With the growing human-machine interaction and entertainment applications, text-to-speech (TTS) and singing voice synthesis (SVS) tasks have been widely included in speech synthesis, which strives to generate realistic audio of people. Deep neural network (DNN)-based methods have largely taken over the field of speech synthesis. Typically, a two-stage pipeline is used, with the acoustic model converting text and other controlling information into acoustic features (such as mel-spectrograms) before the vocoder further converts the acoustic features into audible waveforms.
The two-stage pipeline has succeeded because it acts as a “relay” to solve the dimension-exploding issue of translating short texts to long audios with a high sampling frequency. Frames describe acoustic characteristics. The acoustic characteristic that the acoustic model produces, often a mel-spectrogram, significantly impacts the quality of the synthesized talks. Convolutional neural networks (CNN) and Transformers are frequently employed in industry-standard methods like Tacotron, DurIAN, and FastSpeech to forecast the mel-spectrogram from the governing component. The ability of diffusion model approaches to generate high-quality samples has gained a lot of interest. The two processes that make up a diffusion model, also known as a score-based model, are a diffusion process that gradually perturbs data into noise and a reverse process that slowly transforms noise back to data. The diffusion model’s need for several iterations for generation is a serious flaw. Several techniques based on the diffusion model have been suggested for acoustic modeling in voice synthesis. The sluggish generating speed issue still exists in most of these works.
Grad-TTS developed a stochastic differential equation (SDE) to solve the reverse SDE, which is utilized to solve the noise to mel-spectrogram transformation.

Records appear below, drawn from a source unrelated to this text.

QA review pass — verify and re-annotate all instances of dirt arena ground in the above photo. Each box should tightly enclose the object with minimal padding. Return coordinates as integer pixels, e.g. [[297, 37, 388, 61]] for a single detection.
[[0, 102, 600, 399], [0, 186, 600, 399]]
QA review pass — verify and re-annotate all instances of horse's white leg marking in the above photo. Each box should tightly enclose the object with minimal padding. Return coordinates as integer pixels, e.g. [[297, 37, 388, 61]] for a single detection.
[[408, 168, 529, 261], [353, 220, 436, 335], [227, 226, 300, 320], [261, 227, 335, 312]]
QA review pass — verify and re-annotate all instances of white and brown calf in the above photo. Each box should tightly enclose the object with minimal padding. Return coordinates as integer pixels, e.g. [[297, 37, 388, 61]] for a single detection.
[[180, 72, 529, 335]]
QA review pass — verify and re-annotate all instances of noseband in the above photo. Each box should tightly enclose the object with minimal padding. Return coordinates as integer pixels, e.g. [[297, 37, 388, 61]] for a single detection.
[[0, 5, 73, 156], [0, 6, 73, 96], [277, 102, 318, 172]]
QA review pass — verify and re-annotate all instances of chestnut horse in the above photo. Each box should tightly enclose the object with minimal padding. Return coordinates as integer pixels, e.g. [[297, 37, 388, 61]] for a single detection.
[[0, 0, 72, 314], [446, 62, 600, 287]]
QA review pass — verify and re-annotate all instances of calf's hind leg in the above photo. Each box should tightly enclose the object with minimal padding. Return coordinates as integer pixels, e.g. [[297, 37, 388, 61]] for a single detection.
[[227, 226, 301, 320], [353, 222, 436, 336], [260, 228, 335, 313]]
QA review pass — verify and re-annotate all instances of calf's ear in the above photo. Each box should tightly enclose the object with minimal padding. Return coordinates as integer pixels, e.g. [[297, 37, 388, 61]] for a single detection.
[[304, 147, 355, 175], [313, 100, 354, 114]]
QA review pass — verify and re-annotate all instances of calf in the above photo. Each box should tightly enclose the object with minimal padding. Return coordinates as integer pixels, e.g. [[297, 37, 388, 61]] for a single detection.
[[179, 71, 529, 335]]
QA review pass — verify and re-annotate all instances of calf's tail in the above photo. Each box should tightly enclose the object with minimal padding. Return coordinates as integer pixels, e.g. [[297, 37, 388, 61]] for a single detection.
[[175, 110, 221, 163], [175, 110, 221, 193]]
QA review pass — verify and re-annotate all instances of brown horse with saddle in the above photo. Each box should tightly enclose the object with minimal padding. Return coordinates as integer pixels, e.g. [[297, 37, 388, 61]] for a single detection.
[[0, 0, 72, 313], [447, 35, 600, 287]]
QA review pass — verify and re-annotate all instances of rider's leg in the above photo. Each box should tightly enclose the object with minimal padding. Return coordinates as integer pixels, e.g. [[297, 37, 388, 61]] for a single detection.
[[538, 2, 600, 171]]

Despite producing great audio quality, the inference speed is slow since the reverse method requires a lot of iterations (10–1000). Progressive distillation was added to Prodiff when it was being developed further to minimize the sample processes. DiffGAN-TTS used an adversarially-trained model in Liu et al. to roughly represent the denoising function for effective voice synthesis. The ResGrad in Chen et al. estimates the prediction residual from pre-trained FastSpeech2 and ground truth using the diffusion model.
From the description above, it is clear that speech synthesis has three goals:
• Excellent audio quality: The generative model should faithfully capture the subtleties of the speaking voice that add to the expressiveness and naturalness of the synthesized audio. Recent research has focused on voices with more intricate changes in pitch, timing, and emotion in addition to the distinctive speaking voice. Diffsinger, for instance, demonstrates how a well-designed diffusion model may provide a synthesized singing voice of good quality after 100 iterations. Additionally, it’s important to prevent artifacts and distortions in the created audio.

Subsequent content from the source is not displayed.